Political and Economic Sociology
The Political and Economic Sociology area at Rutgers brings together a wide array of faculty with diverse substantive interests. We are linked, however, by our shared concern with large-scale patterns of social organization, transformation, and inequality. We see political and economic domains and processes as interconnected, and we use a variety of methods—comparative-historical, case-study, qualitative, quantitative, and l network analysis, to name a few—to study them. Our objectives are to train graduate students in these methods, to introduce them to the most important debates and topics of research in our fields, and to mentor them in the pursuit of their own research interests through the department's qualifying paper and dissertation requirements. We also actively support the department’s Networks, Culture, and Institutions Workshop as a forum for the presentation of faculty and student research in progress. It is our goal to see our students become colleagues, because we emphasize collegial learning, professional writing, and critical thinking. And our students become professionally visible, because we help them to produce publishable papers and scholarship that is important and interesting.

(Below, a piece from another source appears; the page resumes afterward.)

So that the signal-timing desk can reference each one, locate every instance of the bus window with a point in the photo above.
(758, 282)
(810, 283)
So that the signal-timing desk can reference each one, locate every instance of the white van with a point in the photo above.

Current faculty research focuses on a variety of important topics including: migration and immigration (Gerson, Lee, Rodriguez); globalization, and especially critical reappraisals of world systems theory and of representations of ‘others’ in the global political economy (Böröcz, Brooks, Salime); multiple social networks, elites, and political mobilization (McLean); environmental hazards and organizational catastrophes (Cerulo, Clarke, O'Neill, Rudel); and enduring forms of inequality in the United States (P. Carr, Friedman, Hirschfield, Phillips, Roos, Smith). We also regularly work together across our specific research interest groupings to offer students instruction and direction according to their needs and the unique qualities of their projects.